O gün belgeselciye Bozo’dan bir kadraj çıkmadı. Belgeselin kapanış sahnesi eksik kaldı. Yardım fonları için birilerinin işi kolaylaşmadı. Ama Bozo’nun zihninde bir şey netleşti: Temsil edilmek, kontrol edilmekti. Ve o temsilin dışına çıkmak, bir direnişti. 

O gün Bozo’nun tarlasına gelen belgeselci, bu temsiliyet düzeninin bir başka yüzüydü. Büyük kamerası, temiz ayakkabıları ve “gerçeği gösteriyoruz” sözleriyle görünürde yardım etmek ister. Ama asıl istediği şey, önceden yazılmış anlatısını doğrulayacak birkaç görüntüdür. Acı, burada estetik bir kategoridir. Gerçek görüntüler, bağış fonları için görsel malzemeye dönüşür. Gerçeklik değil, izleyiciyi tatmin eden bir acı kurgusu aranır. 

Bozo’nun belgeselciye söylediği söz, Beyaz Bant’taki öğretmenin ya da rahibin asla söyleyemediği cümledir: “Bizim sesimiz var. Ama siz onu duymuyorsunuz. Çünkü sizin istediğiniz ses, yardım isteyen bir sestir.” 
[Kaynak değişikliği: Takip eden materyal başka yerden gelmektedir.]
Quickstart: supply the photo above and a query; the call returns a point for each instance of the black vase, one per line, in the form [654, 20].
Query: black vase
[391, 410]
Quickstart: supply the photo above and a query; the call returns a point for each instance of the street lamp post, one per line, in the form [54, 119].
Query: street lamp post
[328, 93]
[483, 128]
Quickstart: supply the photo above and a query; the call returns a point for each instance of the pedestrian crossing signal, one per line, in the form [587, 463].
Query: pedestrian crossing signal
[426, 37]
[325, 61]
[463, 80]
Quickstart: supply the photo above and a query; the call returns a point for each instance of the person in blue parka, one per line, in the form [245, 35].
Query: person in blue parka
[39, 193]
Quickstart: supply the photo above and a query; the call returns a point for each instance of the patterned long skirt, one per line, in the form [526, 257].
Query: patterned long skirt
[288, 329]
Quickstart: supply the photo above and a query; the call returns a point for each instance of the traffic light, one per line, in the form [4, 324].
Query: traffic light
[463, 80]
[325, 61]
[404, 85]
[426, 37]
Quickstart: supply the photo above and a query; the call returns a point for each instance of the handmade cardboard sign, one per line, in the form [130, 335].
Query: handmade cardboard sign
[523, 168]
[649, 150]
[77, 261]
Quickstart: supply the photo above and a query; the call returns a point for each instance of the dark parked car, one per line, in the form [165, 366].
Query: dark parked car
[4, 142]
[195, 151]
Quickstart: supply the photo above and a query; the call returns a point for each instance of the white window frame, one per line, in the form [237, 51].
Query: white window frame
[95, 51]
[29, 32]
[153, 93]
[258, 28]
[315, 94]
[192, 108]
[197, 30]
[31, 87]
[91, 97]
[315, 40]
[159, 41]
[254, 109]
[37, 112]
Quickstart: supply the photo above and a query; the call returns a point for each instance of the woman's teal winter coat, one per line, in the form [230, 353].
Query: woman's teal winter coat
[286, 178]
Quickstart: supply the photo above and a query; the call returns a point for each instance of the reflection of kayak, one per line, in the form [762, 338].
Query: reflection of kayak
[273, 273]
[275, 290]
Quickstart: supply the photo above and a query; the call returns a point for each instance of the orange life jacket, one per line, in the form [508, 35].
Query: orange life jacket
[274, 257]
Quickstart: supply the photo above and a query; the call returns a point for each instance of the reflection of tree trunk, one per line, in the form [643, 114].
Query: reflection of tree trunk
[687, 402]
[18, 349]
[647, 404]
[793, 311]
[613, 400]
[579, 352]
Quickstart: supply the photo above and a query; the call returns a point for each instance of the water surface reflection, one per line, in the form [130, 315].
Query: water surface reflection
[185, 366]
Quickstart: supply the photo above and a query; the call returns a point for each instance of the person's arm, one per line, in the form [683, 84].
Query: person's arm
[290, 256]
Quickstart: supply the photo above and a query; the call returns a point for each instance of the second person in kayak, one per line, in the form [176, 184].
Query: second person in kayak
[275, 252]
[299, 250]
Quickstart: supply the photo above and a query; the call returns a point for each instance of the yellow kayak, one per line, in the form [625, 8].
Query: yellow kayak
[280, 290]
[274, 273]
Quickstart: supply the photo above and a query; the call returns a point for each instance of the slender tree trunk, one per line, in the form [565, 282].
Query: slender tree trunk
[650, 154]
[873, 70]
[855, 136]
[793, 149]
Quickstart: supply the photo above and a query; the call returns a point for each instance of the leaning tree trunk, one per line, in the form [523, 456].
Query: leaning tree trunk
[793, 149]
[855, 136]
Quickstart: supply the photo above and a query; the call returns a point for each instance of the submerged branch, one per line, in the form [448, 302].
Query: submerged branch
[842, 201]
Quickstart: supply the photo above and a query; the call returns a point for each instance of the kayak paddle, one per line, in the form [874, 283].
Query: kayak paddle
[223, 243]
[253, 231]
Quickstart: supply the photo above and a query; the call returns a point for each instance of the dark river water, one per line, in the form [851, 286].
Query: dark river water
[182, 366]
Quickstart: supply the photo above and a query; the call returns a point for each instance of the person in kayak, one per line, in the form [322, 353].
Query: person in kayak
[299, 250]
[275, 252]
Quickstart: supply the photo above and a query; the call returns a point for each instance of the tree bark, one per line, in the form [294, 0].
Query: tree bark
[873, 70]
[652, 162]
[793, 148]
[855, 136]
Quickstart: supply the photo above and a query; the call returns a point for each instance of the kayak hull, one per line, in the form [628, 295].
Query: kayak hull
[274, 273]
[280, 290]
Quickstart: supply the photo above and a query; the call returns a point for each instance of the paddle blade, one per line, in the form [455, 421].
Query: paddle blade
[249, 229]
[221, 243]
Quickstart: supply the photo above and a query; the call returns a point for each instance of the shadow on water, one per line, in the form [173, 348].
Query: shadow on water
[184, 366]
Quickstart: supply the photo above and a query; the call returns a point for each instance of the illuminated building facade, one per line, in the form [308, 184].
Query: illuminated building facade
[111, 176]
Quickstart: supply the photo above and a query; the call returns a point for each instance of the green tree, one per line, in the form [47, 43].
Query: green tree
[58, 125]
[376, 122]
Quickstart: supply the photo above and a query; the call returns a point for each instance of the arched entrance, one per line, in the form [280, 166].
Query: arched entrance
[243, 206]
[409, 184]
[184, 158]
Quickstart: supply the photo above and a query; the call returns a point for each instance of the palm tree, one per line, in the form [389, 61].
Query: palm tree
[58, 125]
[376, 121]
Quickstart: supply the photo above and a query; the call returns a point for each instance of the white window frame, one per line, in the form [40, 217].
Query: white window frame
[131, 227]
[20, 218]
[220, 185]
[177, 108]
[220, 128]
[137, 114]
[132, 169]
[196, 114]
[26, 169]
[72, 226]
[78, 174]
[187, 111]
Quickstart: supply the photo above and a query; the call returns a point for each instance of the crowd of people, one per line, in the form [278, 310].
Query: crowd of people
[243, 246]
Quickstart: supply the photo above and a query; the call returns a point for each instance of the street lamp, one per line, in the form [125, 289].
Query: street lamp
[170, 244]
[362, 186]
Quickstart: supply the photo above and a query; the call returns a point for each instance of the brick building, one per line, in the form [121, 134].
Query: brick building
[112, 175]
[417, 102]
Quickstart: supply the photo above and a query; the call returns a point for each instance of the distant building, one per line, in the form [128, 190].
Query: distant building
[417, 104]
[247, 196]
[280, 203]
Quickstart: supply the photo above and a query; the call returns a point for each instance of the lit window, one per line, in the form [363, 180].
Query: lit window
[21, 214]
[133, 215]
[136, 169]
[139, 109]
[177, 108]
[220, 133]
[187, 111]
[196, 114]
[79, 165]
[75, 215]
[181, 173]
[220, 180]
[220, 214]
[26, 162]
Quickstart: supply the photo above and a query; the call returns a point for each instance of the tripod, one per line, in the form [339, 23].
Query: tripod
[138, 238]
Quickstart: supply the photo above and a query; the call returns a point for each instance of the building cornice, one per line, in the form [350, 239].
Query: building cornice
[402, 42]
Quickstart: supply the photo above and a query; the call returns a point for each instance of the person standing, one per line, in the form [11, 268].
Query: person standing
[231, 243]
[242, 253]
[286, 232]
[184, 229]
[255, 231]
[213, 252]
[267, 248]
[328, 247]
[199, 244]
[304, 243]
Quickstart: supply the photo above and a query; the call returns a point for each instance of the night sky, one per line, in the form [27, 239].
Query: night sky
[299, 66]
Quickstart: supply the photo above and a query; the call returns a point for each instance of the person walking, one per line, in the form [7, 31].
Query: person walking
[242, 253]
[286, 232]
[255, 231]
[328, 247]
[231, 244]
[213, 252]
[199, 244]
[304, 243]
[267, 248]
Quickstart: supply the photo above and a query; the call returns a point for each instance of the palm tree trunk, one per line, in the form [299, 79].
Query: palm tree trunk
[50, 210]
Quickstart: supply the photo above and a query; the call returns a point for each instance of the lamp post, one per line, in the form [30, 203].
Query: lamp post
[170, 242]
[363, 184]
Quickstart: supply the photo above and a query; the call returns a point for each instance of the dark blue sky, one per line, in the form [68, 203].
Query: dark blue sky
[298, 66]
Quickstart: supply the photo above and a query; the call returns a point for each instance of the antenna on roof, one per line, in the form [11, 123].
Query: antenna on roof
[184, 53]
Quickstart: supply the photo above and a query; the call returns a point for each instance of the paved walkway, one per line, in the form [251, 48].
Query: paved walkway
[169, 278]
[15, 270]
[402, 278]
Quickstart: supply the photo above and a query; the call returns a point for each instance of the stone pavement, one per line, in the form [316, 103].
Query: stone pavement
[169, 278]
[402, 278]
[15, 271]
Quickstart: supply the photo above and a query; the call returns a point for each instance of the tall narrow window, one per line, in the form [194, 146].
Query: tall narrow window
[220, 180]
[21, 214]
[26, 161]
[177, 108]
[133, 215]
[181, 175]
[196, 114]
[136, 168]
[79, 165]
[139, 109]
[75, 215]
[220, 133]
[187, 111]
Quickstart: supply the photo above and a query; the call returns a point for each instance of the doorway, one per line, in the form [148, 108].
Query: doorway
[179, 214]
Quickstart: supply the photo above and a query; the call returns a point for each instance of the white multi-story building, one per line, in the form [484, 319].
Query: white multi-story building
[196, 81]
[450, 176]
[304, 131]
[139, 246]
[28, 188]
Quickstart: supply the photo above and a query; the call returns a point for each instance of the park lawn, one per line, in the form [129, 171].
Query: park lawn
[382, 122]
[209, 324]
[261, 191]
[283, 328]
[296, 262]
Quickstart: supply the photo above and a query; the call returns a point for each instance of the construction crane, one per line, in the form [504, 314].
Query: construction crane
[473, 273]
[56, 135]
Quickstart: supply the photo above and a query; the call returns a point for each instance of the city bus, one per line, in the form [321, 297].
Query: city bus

Haneke’nin taşrasındaki çocuklar konuşamaz. Onlar, kuşaktan kuşağa devredilen bastırılmışlığın taşıyıcılarıdır. Bozo ise içinden konuşur durur ve sonunda temsili reddetmek için cesaretle konuşmak zorunda kalır. Ve bu onu, zavallı görünmekten kurtarır. O gün belgeselciye bir kadraj çıkarmaz ve bu Bozo gibileri için bu eksiklik bir kayıp değil, bir direniştir. Görülmek istemeyen şey görülür: Taşra sadece yoksulluk değil, aynı zamanda onurdur. Köklü bir öfkenin, bir aidiyetin ve kendi hikâyesini yazma iradesinin ifadesidir.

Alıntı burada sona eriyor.